Rybołowlew przesiedział kilka miesięcy w więzieniu, zwolniono go dzięki „dobrym kontaktom" w rosyjskim sądownictwie – czytaj łapówkom. Uralkali pozostało w rękach doktora z Permu i wraz z inwestycjami w kopalnie diamentów, nieruchomości, dzieła sztuki zapewniło mu dziś majątek o wartości 8,5 mld dolarów, co plasuje go w drugiej setce najbogatszych ludzi świata.
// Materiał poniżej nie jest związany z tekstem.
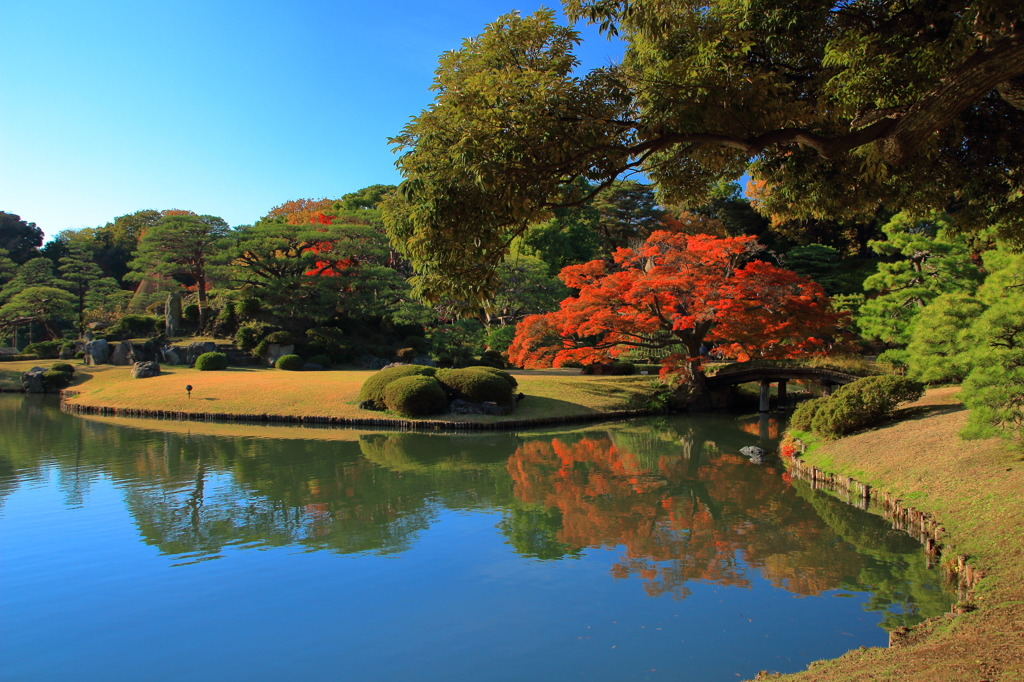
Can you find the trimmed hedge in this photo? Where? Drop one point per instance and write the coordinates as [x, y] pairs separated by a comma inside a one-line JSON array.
[[475, 385], [43, 349], [56, 380], [210, 361], [862, 403], [290, 363], [415, 395], [373, 388]]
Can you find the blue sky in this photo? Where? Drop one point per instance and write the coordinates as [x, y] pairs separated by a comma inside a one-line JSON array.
[[223, 108]]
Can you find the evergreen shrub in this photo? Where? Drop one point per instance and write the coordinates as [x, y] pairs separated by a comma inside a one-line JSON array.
[[43, 349], [864, 402], [56, 380], [373, 388], [210, 361], [415, 396], [475, 385], [290, 363]]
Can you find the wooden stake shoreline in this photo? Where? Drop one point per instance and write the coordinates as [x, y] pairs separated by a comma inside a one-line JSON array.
[[918, 524], [364, 422]]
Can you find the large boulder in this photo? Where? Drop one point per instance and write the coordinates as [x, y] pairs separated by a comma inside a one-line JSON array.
[[97, 352], [32, 380], [276, 350], [173, 355], [144, 370], [124, 354], [197, 349]]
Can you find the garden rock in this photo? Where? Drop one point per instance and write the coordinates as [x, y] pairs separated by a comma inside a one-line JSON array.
[[275, 351], [144, 370], [757, 455], [371, 363], [32, 380], [97, 352], [197, 349], [124, 354]]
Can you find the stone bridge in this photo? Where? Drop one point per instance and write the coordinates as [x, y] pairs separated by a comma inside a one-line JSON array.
[[766, 376]]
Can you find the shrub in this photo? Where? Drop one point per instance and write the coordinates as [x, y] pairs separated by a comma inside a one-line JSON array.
[[864, 402], [415, 396], [803, 416], [373, 388], [56, 380], [623, 369], [475, 385], [290, 363], [417, 343], [133, 327], [499, 373], [43, 349], [209, 361]]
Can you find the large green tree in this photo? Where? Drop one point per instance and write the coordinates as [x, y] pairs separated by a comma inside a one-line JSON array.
[[836, 107], [184, 245]]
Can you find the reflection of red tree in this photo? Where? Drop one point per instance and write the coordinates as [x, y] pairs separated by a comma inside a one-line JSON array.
[[676, 529]]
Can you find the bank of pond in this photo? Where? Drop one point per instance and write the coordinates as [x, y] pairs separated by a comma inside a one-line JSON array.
[[644, 549]]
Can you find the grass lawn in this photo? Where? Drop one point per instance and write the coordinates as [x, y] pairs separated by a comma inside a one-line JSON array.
[[974, 488], [334, 393]]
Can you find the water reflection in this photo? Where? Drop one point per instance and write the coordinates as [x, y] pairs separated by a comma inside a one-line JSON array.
[[671, 496]]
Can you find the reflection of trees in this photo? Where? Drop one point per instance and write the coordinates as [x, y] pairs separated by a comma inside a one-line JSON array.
[[676, 523]]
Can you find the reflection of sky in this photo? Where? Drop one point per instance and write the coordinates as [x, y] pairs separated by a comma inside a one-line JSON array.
[[458, 604]]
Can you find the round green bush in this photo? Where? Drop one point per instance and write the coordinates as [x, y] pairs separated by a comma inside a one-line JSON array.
[[475, 385], [290, 363], [55, 379], [209, 361], [803, 416], [373, 388], [864, 402], [499, 373], [415, 396]]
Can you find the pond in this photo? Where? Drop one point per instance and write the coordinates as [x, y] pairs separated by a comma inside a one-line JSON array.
[[639, 550]]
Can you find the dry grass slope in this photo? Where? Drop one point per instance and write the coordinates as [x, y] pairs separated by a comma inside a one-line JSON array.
[[974, 488]]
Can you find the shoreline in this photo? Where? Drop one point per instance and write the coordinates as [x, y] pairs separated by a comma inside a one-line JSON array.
[[343, 422]]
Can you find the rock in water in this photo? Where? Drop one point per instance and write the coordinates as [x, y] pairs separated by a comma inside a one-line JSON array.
[[144, 370], [32, 380], [97, 352], [124, 354], [756, 454]]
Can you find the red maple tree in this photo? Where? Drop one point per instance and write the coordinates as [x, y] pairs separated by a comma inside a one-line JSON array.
[[678, 291]]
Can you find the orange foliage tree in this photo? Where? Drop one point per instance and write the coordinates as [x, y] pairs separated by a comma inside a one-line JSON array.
[[678, 291]]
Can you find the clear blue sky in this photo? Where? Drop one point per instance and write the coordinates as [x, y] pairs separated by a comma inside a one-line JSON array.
[[224, 108]]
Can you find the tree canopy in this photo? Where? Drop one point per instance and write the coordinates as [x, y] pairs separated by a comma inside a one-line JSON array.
[[835, 107]]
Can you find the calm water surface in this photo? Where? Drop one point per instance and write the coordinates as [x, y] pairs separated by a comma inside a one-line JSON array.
[[644, 550]]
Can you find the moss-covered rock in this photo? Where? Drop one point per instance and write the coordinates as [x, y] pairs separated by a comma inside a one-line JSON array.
[[373, 388], [415, 395], [475, 385], [211, 361]]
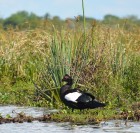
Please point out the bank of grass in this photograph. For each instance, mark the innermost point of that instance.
(103, 61)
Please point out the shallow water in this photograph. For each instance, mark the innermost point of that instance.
(114, 126)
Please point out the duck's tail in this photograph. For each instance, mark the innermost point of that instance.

W obawie przed Putinem i sprawiedliwością
Inwestycja w piłkę nożną dla takiego człowieka wydawała się czystą fanaberią. A skoro chodziło o taki klub jak AS Monaco, z sukcesami w przeszłości, ale znajdującym się z dala od europejskiego futbolowego mainstreamu, zdziwienie narastało. Rybołowlew próbował nawet kupić inne drużyny – z racji biznesowych powiązań (przejęcie fabryki na Białorusi) Dynamo Mińsk i ze względu na prestiż – Manchester United, ale AS Monaco miało dla niego największe zalety.
W zamian za inwestycję miał otrzymać obywatelstwo Monaco. To ważny przywilej dla oligarchy z wątpliwą reputacją. Nowy paszport zapewniłby mu bezpieczeństwo, Rybołowlew mógłby odpowiadać tylko przed sądem w Monte Carlo, nie musiałby obawiać się ekstradycji. Ten niedoszły lekarz nie należy do pupilków prezydenta Rosji Władimira Putina i nadal nie czuje się pewnie, gdy ktoś przypomni mu rosyjską przeszłość. W moskiewskiej prasie niedawno wróciła sprawa zabójstwa Pantieliemonowa, pisze się też o wątpliwych przesłankach uniewinnienia obecnego właściciela AS Monaco.